Réforme retraites 2023

Libération - Réforme des retraites : déni et mépris, le cocktail Macron est explosif

Janvier 2023, par Info santé sécu social

En assumant sa « détermination » depuis Barcelone alors que plus d’un million de personnes ont manifesté dans le pays jeudi, le chef de l’Etat se trompe et alimente la rancœur de nombreux Français.

par Jonathan Bouchet-Petersen

publié le 20/01/2023

La légitimité des urnes contre celle de la rue. L’élection contre l’opinion. Souvent spécieuse, la dualité n’est pas nouvelle. Il ne s’agit pourtant pas d’opposer ces deux valeurs, mais plutôt de toujours chercher à les faire cohabiter. Oui, comme il l’a rappelé, Emmanuel Macron a fini en tête du premier tour de la dernière présidentielle – un résultat sur lequel a pesé le contexte naissant de guerre en Ukraine. Oui, les forces politiques qui le soutiennent ont ensuite obtenu une majorité, toute relative qu’elle soit, à l’Assemblée nationale. Cela donne la main sur l’agenda, pas les pleins pouvoirs.

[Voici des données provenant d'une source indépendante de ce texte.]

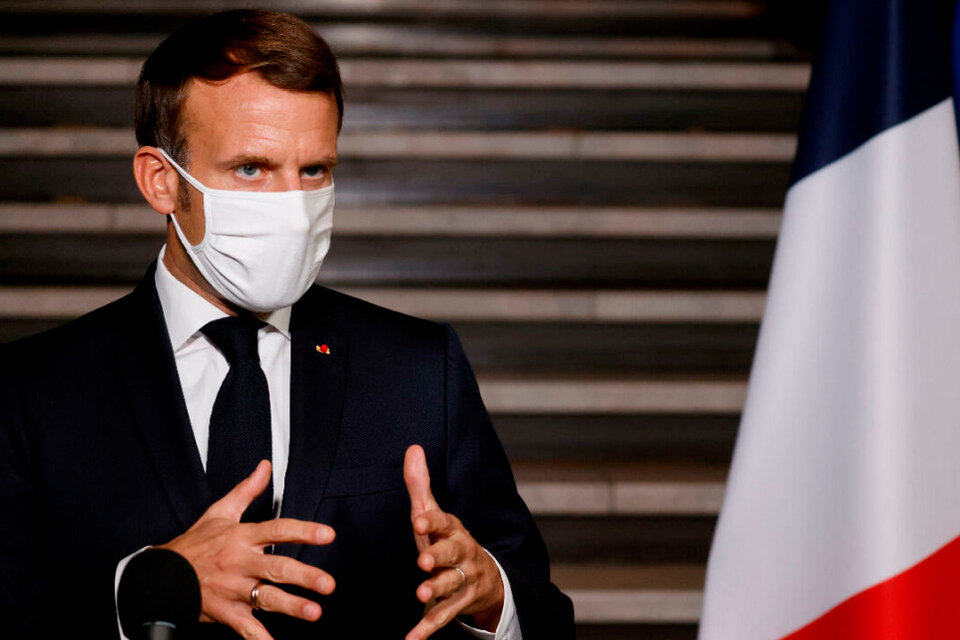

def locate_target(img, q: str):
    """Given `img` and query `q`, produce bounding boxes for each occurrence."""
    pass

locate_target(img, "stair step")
[342,87,804,132]
[0,128,797,162]
[0,232,776,288]
[523,479,723,515]
[0,57,810,90]
[336,288,765,323]
[343,58,808,89]
[478,375,745,414]
[524,480,724,516]
[448,322,759,374]
[0,31,785,60]
[576,625,697,640]
[515,460,726,515]
[495,414,738,463]
[0,203,781,239]
[0,157,790,207]
[0,1,772,39]
[0,286,766,323]
[556,564,704,623]
[0,0,765,20]
[0,86,804,131]
[537,514,715,563]
[285,29,782,61]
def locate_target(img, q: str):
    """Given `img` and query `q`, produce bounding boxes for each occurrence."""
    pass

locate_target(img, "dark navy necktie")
[201,315,273,522]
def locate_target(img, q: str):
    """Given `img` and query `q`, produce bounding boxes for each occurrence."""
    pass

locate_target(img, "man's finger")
[249,583,322,622]
[248,519,335,548]
[413,509,457,538]
[252,554,336,596]
[219,603,274,640]
[405,588,472,640]
[404,445,439,514]
[416,567,468,603]
[417,538,463,573]
[206,459,273,521]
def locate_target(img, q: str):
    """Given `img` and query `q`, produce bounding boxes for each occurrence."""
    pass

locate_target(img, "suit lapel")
[277,290,348,559]
[112,272,347,546]
[113,262,212,530]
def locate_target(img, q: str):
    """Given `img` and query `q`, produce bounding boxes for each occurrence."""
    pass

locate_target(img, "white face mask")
[158,148,334,313]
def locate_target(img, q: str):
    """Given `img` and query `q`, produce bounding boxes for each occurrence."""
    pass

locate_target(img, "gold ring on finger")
[250,582,263,610]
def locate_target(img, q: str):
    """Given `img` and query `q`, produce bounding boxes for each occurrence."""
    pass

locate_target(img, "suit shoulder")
[3,291,136,369]
[303,285,451,347]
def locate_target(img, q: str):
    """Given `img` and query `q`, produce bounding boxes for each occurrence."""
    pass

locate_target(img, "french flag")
[700,0,960,638]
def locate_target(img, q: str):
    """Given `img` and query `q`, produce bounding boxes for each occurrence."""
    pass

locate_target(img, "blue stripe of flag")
[790,0,955,187]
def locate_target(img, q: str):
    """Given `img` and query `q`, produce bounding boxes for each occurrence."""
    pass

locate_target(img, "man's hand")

Car il est tout aussi vrai, et le chef de l’Etat ne l’a singulièrement pas évoqué dans son court développement jeudi depuis Barcelone, qu’il a remporté le scrutin au deuxième tour dans un contexte de barrage face à l’extrême droite qui ne peut être lu comme une validation pleine et entière de son programme. Si la gauche a largement voté pour lui, c’est pour éviter au pays une victoire de Marine Le Pen et pas parce qu’elle s’est finalement laissée convaincre par ses propositions.

Vague promesse de « dialogue »
En matière économique, le parti Les Républicains avait, on s’en souvient, crié au plagiat, ce qui dit quelque chose de la droitisation du président sortant. Au soir du deuxième tour, Emmanuel Macron avait d’ailleurs publiquement promis de ne pas zapper ces circonstances particulières et, mieux, d’en tenir compte. Les premiers mois de ce deuxième quinquennat ne l’ont pas montré. Autres faits incontestables : les Français sont très majoritairement hostiles à la réforme des retraites portée par le gouvernement et plus d’un million d’entre eux ont manifesté un peu partout en France jeudi pour marquer leur opposition derrière un front syndical uni. Cela ne se balaye pas d’un revers de main avec une vague promesse de « dialogue ».

Cette photographie posée, on aimerait qu’Emmanuel Macron ne s’enferme pas dans une forme de déni dont le pays, quel que soit le résultat du vote à l’Assemblée où LR s’apprête à voler au secours de la majorité macroniste, n’a pas besoin. Il ne suffira pas d’une adoption du texte au Palais-Bourbon puis au Sénat pour éteindre le rejet, la colère et in fine la rancœur à l’égard d’une réforme considérée par la plupart des Français comme injuste et, par une proportion à peine plus faible, comme pas nécessaire.

A trop affirmer que sa « détermination » est totale quelle que soit la force de la rue, c’est un sentiment de mépris qu’Emmanuel Macron vient alimenter. Le mot a d’ailleurs été repris par le patron de la CFDT, Laurent Berger, pour appeler les Français à se mobiliser contre le report de l’âge légal à 64 ans et une trop faible prise en compte de la pénibilité de nombreux métiers. Déni plus mépris, le cocktail est explosif. Les semaines qui viennent nous en diront plus sur la réalité du rapport de force, mais la balle apparaît clairement dans le camp du « président de tous les Français ».